Shave it all off, that is.
As it gets down to the wire, he's cutting down his yardage in the pool, cutting out his weight training and cutting his hair.
But he won't really cut everything, or will he?
"We shave anything the suit doesn't cover," Eby said. "People ask me that all the time. I didn't believe it at first, but it definitely helps to take four or five seconds off my race."
Almost like primping for a beauty contest, Coach Peter Brown said the shaving process begins a few days before the big meet with up to four or five hours of clipping locks and locks of hair. Then the final buzz comes the night before.
Brown admits that this practice is more of a "psyche up procedure" than anything else, but he also said it's been proven to give a faster performance in the water.
If it's more rest that his swimmers need, Brown recommends cutting out more daily activities.

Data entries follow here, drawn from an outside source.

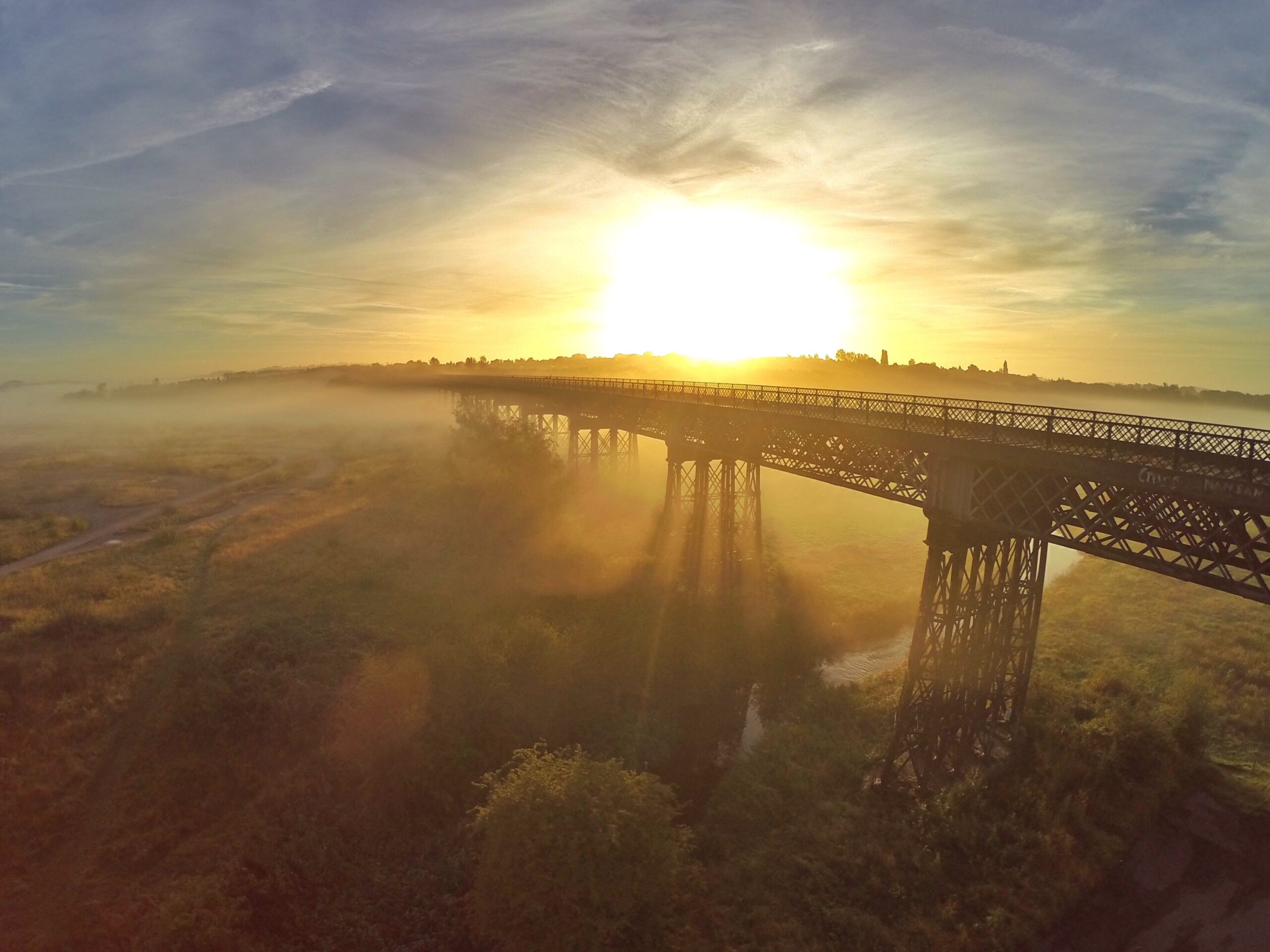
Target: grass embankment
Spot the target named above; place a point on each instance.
(270, 737)
(21, 534)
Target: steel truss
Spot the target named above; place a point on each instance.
(715, 507)
(601, 448)
(1219, 546)
(1000, 483)
(963, 697)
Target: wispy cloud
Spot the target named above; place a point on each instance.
(444, 176)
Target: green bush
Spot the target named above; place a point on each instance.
(578, 855)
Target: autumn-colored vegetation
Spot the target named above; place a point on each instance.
(298, 729)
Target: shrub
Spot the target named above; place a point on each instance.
(577, 855)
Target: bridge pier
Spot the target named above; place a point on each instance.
(973, 645)
(601, 448)
(715, 506)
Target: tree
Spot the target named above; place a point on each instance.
(577, 855)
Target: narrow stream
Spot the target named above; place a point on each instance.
(856, 665)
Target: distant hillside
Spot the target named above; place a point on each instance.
(846, 371)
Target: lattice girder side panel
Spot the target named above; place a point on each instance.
(1219, 546)
(969, 663)
(714, 508)
(878, 469)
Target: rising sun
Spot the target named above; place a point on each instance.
(723, 282)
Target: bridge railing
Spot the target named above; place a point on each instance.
(1123, 437)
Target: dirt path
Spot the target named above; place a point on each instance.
(67, 871)
(101, 536)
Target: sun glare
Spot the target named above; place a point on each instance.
(724, 284)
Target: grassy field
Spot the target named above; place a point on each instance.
(268, 733)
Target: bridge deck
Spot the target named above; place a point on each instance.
(1228, 452)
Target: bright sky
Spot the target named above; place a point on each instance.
(1080, 188)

"Not just getting rest at the pool, it's also important to get rest away from the pool, physically and mentally," he said. "Being disciplined at the pool is not enough. You've gotta get enough sleep and eat right, too."
Eating sensibly in Brown's eyes is not all too complicated, just well-balanced meals and no junk food.
Senior tri-captain Kirk Skoglund says keeping watch over his diet shouldn't be taken for granted. It seems very basic, but any deviation from his eating plan could have detrimental effects.
"Since we're not working as hard in the pool, and if we pig out, we'll get fat and that's bad," he said.
The most important part of training, however, seems to take precedence over all the rest. And that's teamwork.
"We have to go in there as a team," Brown said, "not as each person with his own agenda. We're going there as one force, and that takes work and communication."
Eby hopes that the work he does in these last 15 days before the main event, as well as the practicing he's done since October, pays off this year, his third time at Big Ten's.
It takes a different kind of confidence to swim in a conference championship meet because the pressures are so much greater than at the dual meets on the schedule, the junior said.
"I was overwhelmed my freshman year because we were swimming no one in high school," he said, "and then we're swimming against Olympic medalists and world-record holders."
Eby and Skoglund know competitors from Michigan, Minnesota, Iowa and Ohio State, among other Big Ten schools, will be more than happy to test the benefits of these techniques.
"I would just like to go out with a bang," Skoglund said. "I'm sure all the seniors wouldn't mind doing that."